Никакое золото мира, даже языческое, не стоит жизни человека.
В день похорон начался снегопад, поэтому хоронили Валентайна второпях. Присутствовали только я, инспектор Браун, несколько человек из Лондонской похоронной компании – мистер Уимблоу, мистер Риверс, миссис Бэллоуз и Найджел, постоянно утирающий платком заплаканные глаза.
Сид Уоррен, взваливший на себя эту нелегкую ношу, стоял у могилы, опираясь на лопату. На его лице застыло странное выражение – что-то среднее между скорбью и раздражением. Ведь вместо того, чтобы оплакивать близкого друга, он вынужден был копать шесть футов промерзшей земли.
Представители Лондонской похоронной компании показались мне похожими на стервятников – каждый из них счел своим долгом пожать мне руку, выразить формальные соболезнования и поинтересоваться, каковы мои дальнейшие планы на бюро. Как будто я думал сейчас о карьерных перспективах!
Меня спасла неожиданно появившаяся из снегопада леди Рейвеншторм. Воспользовавшись положением самой богатой на этом кладбище женщины – ее состояние в несколько раз превышало даже состояние миссис Бэллоуз, – она схватила меня за локоть и отвела в сторону от гробовщиков.
– Грачиный парламент, – выругалась она. – Знаете, мальчик мой, грачи собирают парламент, когда окружают самую слабую птицу в стае и намерены ее заклевать насмерть. Вы сейчас – самая слабая птица. Покажите им клюв и когти, не дайте себя загнать, не ради себя, так ради него!
Валентайн не хотел бы, чтобы дело его жизни пошло прахом. Я кивнул, не находя в себе сил на ответ.
– Вот и славно. Мой милый Дориан, вам надо быть там, – она коротко кивнула в сторону гроба. – А с этими… господами я сама разберусь.
Я ответил ей самой благодарной улыбкой, на которую только был способен.

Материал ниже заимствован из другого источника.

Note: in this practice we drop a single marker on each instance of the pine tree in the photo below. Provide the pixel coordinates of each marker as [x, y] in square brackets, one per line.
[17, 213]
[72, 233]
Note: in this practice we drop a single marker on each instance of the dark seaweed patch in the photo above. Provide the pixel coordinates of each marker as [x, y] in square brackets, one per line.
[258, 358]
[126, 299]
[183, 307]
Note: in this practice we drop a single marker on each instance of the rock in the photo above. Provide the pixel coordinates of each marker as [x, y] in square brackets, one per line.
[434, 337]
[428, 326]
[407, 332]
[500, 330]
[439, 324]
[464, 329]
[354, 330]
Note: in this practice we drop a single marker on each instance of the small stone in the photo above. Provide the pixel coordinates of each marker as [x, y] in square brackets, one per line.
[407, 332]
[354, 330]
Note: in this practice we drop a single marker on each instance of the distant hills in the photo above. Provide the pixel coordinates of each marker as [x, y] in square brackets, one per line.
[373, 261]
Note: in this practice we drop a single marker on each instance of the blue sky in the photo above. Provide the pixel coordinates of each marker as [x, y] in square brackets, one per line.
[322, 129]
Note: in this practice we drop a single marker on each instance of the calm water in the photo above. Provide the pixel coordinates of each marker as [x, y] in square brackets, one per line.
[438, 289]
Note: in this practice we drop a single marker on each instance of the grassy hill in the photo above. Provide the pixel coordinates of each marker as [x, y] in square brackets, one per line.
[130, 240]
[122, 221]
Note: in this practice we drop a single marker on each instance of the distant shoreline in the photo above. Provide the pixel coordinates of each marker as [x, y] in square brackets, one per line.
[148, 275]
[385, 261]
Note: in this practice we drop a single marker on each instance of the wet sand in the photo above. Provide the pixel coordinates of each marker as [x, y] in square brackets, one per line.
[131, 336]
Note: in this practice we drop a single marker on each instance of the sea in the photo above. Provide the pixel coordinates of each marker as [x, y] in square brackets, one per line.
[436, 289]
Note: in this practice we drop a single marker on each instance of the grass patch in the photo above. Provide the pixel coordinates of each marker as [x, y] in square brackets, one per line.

Отец Майерс прочитал над гробом короткую проповедь. Метель заглушала его слова, но я и так знал их наизусть. При взгляде на его огромную фигуру, колоссом проступающую сквозь снег и сумерки и с крохотным молитвенником в больших руках, я испытал то, что французы называют déjà vu. Или просто воспоминания так остро и яростно ударили меня в сердце, что на несколько мгновений я перестал дышать.
Точно так же – только в солнечный, еще влажный после урагана день – мы стояли над гробом последнего моего родного человека. Дора ушла тихо и быстро, и мне казалось тогда, что мое горе безгранично. О, я не мог представить себе границы этого горя. Не мог предположить, что так отчаянно и болезненно буду нуждаться в человеке, который возник в моей жизни по счастливой случайности.
Что пущу его в сердце так глубоко, как никого никогда не пускал.
Я был одиночкой. Я не любил людей, и они не любили меня, сторонясь, как сторонятся всего странного и непонятного. Я был странным и непонятным, дружил с призраками, впитывал чужое горе как губка и проливал его на бумагу плохими поэмами.
Незаметно для себя я стал частью чего-то большего. Чего-то живого, что теперь кровоточило и билось в агонии, и я не знал средства, чтобы ее унять.
Началось прощание, и каждый подходил и по очереди целовал Валентайна в лоб. Я подошел последним, держа в руках белую лилию. Его любимый цветок.
Только сейчас я нашел в себе силы – трус, трус! – по-настоящему на него посмотреть.
Элис ван Доффер сделал-таки свое лучшее произведение искусства. Валентайн в гробу выглядел так, словно вот-вот сделает вдох и откроет глаза.
Никогда.
Самое страшное слово.
Валентайн никогда не очнется.
Я никогда больше не увижу его.
Я смотрю на него в последний раз.
Браслет из черного гагата на моей руке порвался, и бусины покатились, стуча по сухому вязу, похоронным маршем. Черное на белом. Черное на черном.